Adam Shi (Undergrad, B.S Neurobiology, University of California, San Diego) works in deGuglielmo Lab of University of California San Diego
Adam has interests ranging from neuroscience and behavioural genetics to philosophy. He is a passionate and dedicated worker with experience working in academic and professional laboratories. He is pursuing a career in the medical field as a pediatric neurologist. The project he’s working on investigates the correlation between individual differences in addiction-like behaviors related to alcohol use disorder(AUD), the effect of Deep Brain Stimulation in the NAc shell during nicotine vapor-induced withdrawal-like behaviors, and the Individual differences in oxycodone addiction-like behaviors in a large cohort of heterogeneous stock (HS) rats.

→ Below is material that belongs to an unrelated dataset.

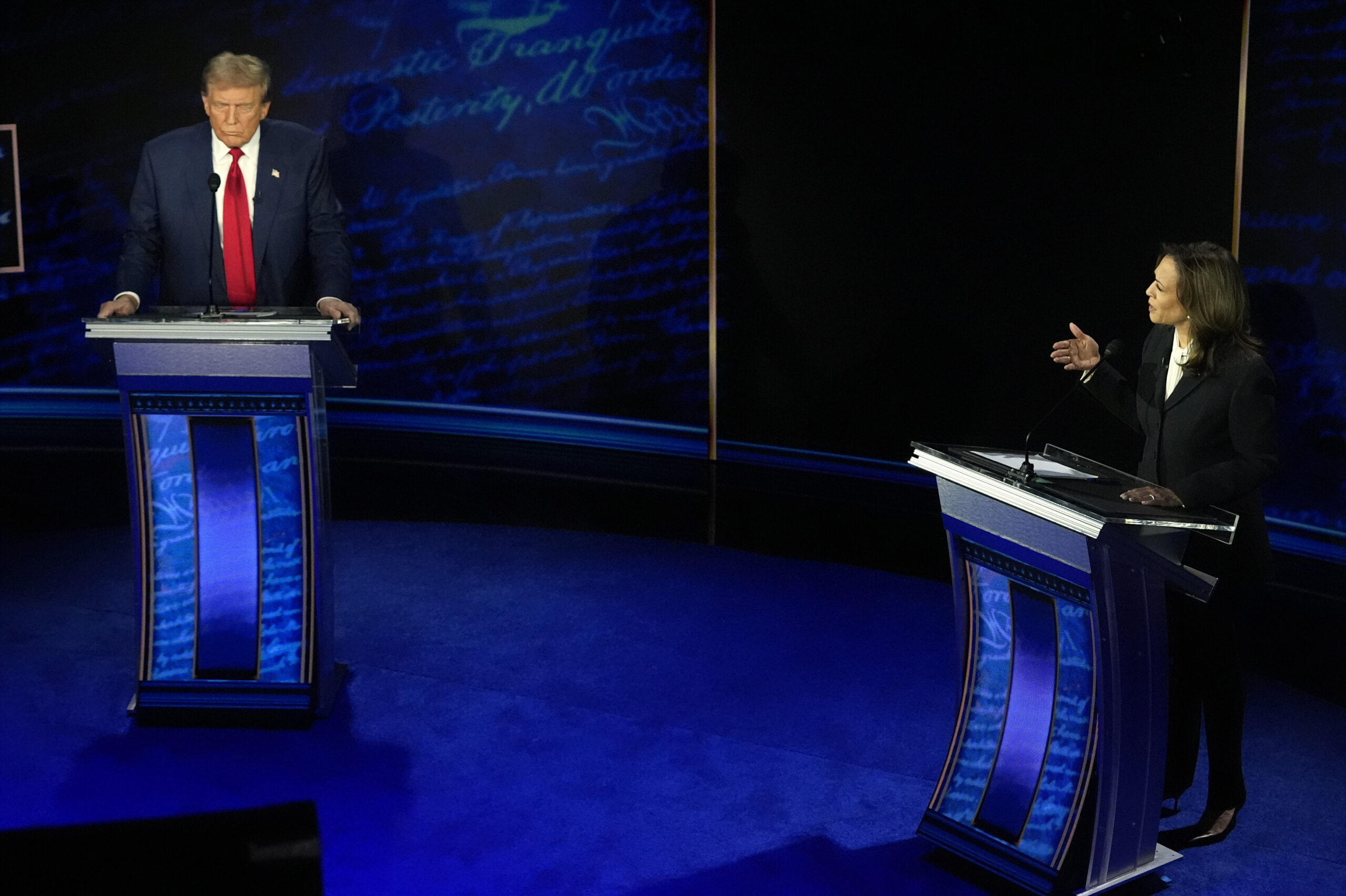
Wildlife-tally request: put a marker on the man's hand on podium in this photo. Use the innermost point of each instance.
(1080, 353)
(1153, 497)
(335, 308)
(123, 306)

Daimeng Sun (Undergrad, University of California, San Diego) works in Telese Lab of University of California San Diego
Daimeng previously worked on single-cell gene expression data draws interest in Crhbp, which encodes corticotropin releasing hormone binding protein. Crh is an important hormone regulating stress and is involved in the development of addiction, but the role of Crhbp in addiction is unknown. To investigate Crhbp’s role in addiction, Crhbp expression is knocked down in the amygdala of HS rats by delivering an AAV virus expressing shRNA targeting Crhbp. A control shRNA sequence is run in parallel as vehicle control. During the REHU summer fellowship, Daimeng will be validating Chrbp knockdown in rat brains by performing RNA-FISH. An automatic image processor will be built through a supervised machine-learning paradigm using RNA-FISH images as a training set. Then, the Crhbp expression will be examined, and the effectiveness of its knockdown will be evaluated.
Ryan Luib (Undergrad, B.S Biology, Nova Southeastern University) works in Chen Lab of University of Tennessee Health Science Center
Ryan is very excited to work in an animal lab for the first time. The procedures in his focus are on the social, behavioral, and genetic implications of nicotine addiction using an intravenous nicotine self-administration rat model. He will be handling the rats and recording data such as litter count and breeding/weaning into our database. He will also assist in dissections and sample transfers.